DiagAgent-8B: RL-Optimized Diagnostic Agent
DiagAgent-8B is an 8 billion parameter large language model developed by Henrychur, specifically designed for interactive, multi-turn medical diagnostic reasoning. Unlike traditional one-shot medical LLMs, DiagAgent-8B is optimized through reinforcement learning (GRPO) within the DiagGym virtual clinical environment. This training methodology allows it to safely learn complex diagnostic workflows, including recommending informative examinations, dynamically updating working diagnoses as new information becomes available, and deciding the optimal point to commit to a final diagnosis.
Key Capabilities
- Interactive Diagnostic Reasoning: Engages in multi-turn interactions to gather information and refine diagnoses.

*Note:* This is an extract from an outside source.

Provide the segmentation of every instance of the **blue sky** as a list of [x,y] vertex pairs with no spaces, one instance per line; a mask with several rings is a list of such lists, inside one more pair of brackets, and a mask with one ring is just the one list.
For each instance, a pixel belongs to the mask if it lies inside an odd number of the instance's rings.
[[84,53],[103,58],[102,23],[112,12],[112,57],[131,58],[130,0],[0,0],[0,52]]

- Examination Recommendation: Suggests the most informative examinations based on patient data and current diagnostic hypotheses.
- Dynamic Diagnosis Updates: Adapts its working diagnosis as new evidence is presented.
- Decision to Finalize Diagnosis: Determines when sufficient information has been collected to make a conclusive diagnosis.
- Reinforcement Learning Optimization: Trained end-to-end using GRPO in a closed-loop virtual environment, ensuring robust and safe learning.
Performance Highlights
DiagAgent-8B demonstrates strong performance in medical diagnostic tasks, particularly in multi-turn scenarios. In end-to-end evaluations, it achieves an F1 score of 43.02 and an accuracy of 53.85, significantly outperforming many larger basic LLMs and other agentic systems like GPT-4o, Claude-4-sonnet, and Llama3.3 in these specific metrics. Its training focuses on optimizing for diagnosis accuracy, examination recommendation F1, and minimizing interaction turns.
Good for
- Medical AI Assistants: Building AI systems that can simulate clinical diagnostic processes.
- Clinical Decision Support: Assisting healthcare professionals with complex diagnostic pathways.
- Medical Education & Training: Providing a safe, interactive environment for learning diagnostic reasoning.
- Research in Agentic LLMs: Exploring the application of reinforcement learning for complex, multi-step reasoning tasks in specialized domains.